Relator da ação que contesta no Supremo Tribunal Federal (STF) a abrangência da Lei da Anistia aos torturadores do regime militar, o ministro Eros Grau recomendou o arquivamento da matéria no julgamento desta quarta-feira (28). Depois de mais de cinco horas, o julgamento foi paralisado pelo presidente do STF, ministro Cezar Peluso, e deve ser retomado nesta quinta-feira (29).
Na avaliação dele, a ação proposta pela Ordem dos Advogados do Brasil (OAB) fere acordo histórico que permeou a luta por uma “anistia ampla, geral e irrestrita” e que o Judiciário não teria autorização para reescrever a história da Lei da Anistia. Da forma como foi proposta pela OAB, a matéria “reduziria a nada” a luta pela anistia travada ao final do período ditatorial, disse em seu voto.
Reduzir a nada essa luta, as passeatas duramente reprimidas pela polícia e os comícios é tripudiar os que com desassombro e coragem lutaram pela anistia na hora certa. Sem ela, não teria sido aberta a porta do colégio eleitoral para eleição do doutor Tancredo [Neves]”, argumentou Eros Grau. “A anistia é para ser concedida a pessoas indeterminadas e não a determinadas pessoas”, complementou.
O relator apresentou um parecer de 76 páginas em uma sessão que durou quase cinco horas no STF. Eros Grau terminou a leitura do voto com a mensagem: “É necessário não esquecermos para que as coisas não voltem a acontecer como foram no passado.”
A ação foi apresentada pela OAB, que questiona o perdão para crimes comuns praticados por agentes do governo durante a ditadura militar, como assassinatos, estupros, sequestros e torturas, entre outros delitos praticados.
A lei completou 30 anos em agosto de 2009 e é a primeira questão polêmica a ser julgada no plenário da Suprema Corte depois da posse do novo presidente, ministro Cezar Peluso, que substituiu Gilmar Mendes na última sexta-feira (23).

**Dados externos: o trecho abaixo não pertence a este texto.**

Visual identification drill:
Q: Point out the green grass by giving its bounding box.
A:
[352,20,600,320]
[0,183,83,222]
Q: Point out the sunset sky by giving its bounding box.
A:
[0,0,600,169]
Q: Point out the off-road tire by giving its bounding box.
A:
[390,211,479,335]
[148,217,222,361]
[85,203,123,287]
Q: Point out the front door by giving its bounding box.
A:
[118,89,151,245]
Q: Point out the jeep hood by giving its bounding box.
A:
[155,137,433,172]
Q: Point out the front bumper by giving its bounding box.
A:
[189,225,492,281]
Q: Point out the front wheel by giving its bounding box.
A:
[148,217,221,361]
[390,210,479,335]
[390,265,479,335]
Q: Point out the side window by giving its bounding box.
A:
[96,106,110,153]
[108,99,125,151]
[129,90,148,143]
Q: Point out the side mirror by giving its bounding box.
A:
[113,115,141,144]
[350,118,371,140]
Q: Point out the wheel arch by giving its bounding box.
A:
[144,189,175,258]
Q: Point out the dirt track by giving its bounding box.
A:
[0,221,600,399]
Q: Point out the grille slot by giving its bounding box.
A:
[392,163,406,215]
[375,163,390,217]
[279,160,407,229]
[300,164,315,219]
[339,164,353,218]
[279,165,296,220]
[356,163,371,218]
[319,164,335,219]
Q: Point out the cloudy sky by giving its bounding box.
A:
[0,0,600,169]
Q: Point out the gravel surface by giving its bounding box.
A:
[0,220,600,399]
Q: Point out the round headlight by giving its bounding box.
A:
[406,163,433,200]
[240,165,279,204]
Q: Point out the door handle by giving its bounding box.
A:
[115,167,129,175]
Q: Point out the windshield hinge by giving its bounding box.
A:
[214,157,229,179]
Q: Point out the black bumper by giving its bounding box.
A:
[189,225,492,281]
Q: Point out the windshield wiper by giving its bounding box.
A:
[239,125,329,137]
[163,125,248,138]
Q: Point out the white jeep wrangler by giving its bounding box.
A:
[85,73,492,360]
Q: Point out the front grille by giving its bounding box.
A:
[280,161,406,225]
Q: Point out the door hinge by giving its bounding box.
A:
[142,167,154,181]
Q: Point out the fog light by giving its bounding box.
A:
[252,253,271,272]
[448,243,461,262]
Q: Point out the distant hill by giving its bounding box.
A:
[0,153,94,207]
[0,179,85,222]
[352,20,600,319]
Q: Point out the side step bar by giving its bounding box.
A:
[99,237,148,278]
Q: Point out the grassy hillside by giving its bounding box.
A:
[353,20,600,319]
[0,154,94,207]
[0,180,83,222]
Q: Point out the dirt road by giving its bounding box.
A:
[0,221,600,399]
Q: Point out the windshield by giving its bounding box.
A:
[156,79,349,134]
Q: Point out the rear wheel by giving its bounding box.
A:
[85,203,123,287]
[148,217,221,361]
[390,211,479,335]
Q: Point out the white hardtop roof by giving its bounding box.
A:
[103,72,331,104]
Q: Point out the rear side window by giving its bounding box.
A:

Mendes deixou o comando do STF, mas continua no quadro de ministros da Corte.
A favor
Antes de Eros Grau apresentar seu parecer, entidades favoráveis e contrárias à ação apresentaram seus argumentos da tribuna do STF. Falando em nome da Ordem dos Advogados, o jurista Fábio Konder Comparato argumentou que a norma, da forma como foi aprovada há 30 anos, deixou sem punição autores de “crimes de incomum violência” e lembrou que a matéria foi aprovada por um “parlamento submisso”.
“É lícito e honesto que governantes e seus comandados que tenham cometido crimes de profunda violência sejam perdoados por uma lei votada por um Congresso submisso?”, questionou Comparato.
Contra
Já a Advocacia-Geral da União (AGU) procurou derrubar os argumentos favoráveis à ação da OAB. O advogado-geral da União, Luis Inácio Adams, sustentou que a Lei da Anistia foi um “ato de clemência”.
“Reconhecer a constitucionalidade da Lei de Anistia é diferente de compactuar com o cometimento de tais crimes. Anistia é ato político de clemência”, justificou o advogado-geral da União.
PGR
O procurador-geral da República, Roberto Gurgel, fez coro com a AGU argumentando que o processo de construção da anistia “passou por um longo debate nacional”. “A sociedade articulou-se e marcou na história do país uma luta pela democracia pacífica e harmônica”, afirmou Gurgel.
O procurador-geral lembrou ainda discurso do ex-senador Franco Montoro, quando da aprovação da lei. “Esse não é o momento que se devam ascender divergências nem de saber quem atirou a primeira pedra. Chega de rancores, chega de ódios, anistia ampla, geral e irrestrita”, dizia Montoro.